Das ist schon grenzwertig. Geht zwar. Aber nur, wenn alle Platten
die gleichen Spezifikationen haben. Ansonsten gibts nur Ärger.
Vor allem, wenns eben grenzwertig wird. Schreibcash "Aus" bei RAID
hilft eher als das es schadet. Vor allem, wenn die Festplatten (egal ob
nun HDD od. SSD) unterschiedliche Cache-Größen haben und unter-
schiedliche Zugriffszeiten obendrein.... Ich rate dringend davon ab, solch ungleiche Festplatten miteinander zu einem RAID zusammen zu fassen.
RAID ist ja nicht dazu da um die Schallgrenze zu durchbrechen 
(Geschwindigkeitsrausch...) sondern um Datensicherheit zu gewährleisten.

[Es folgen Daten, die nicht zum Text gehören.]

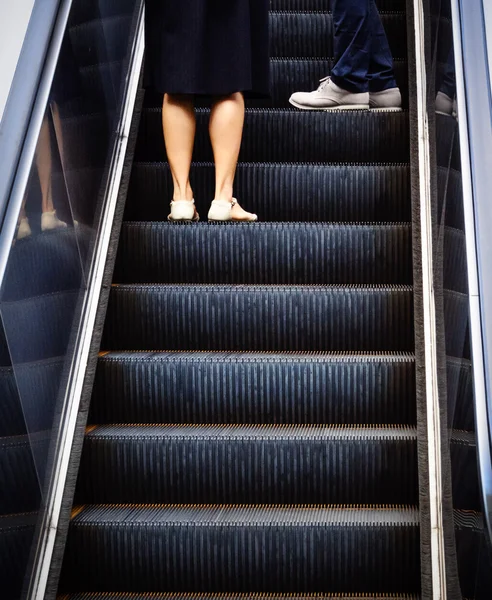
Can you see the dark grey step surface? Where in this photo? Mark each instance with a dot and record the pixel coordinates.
(16, 537)
(464, 464)
(264, 253)
(242, 388)
(284, 135)
(284, 191)
(324, 6)
(289, 75)
(299, 34)
(233, 596)
(259, 318)
(311, 34)
(248, 464)
(211, 548)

Eine Single-Platte, egal ob nun HDD oder SSD ist immer schneller als
so manches RAID. Zumal es sich ja bei den On-Board-RAID-Controllern
nur um eine "semiprofessionelle" Lösung handelt. Egal ob Intel oder
Nvidia oder AMD usw.

 ECHTE RAID-Controller sind damit jedenfalls nicht vergleichbar.

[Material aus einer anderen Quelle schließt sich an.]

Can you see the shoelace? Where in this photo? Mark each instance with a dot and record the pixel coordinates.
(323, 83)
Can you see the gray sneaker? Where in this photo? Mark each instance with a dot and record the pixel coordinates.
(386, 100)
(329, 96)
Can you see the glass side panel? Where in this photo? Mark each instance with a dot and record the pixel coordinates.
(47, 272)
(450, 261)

Datensicherheit kann ja durch Kopie od. durch die Funktionen von VISTA64 Ultimate
auf einem externen Datenträger erreicht werden. Es muss nicht immer ein RAID sein.
Und RAID0 ist, was Datensicherheit anbelangt, die schlechteste aller schlechten RAID-
Lösungen.

Nicht alles was der User will, kann von der Technik auch bedient
werden. 
_Eine Kette ist immer nur so stark wie das schwächste Glied.
So ist es auch bei RAID-Systemen. Die langsamste Platte bestimmt
die Gesamtperformance.
_ 
*Und neue Technik von AMD und MSI wird wieder nur so gut sein wie der Anwender damit umzugehen weis.*


----------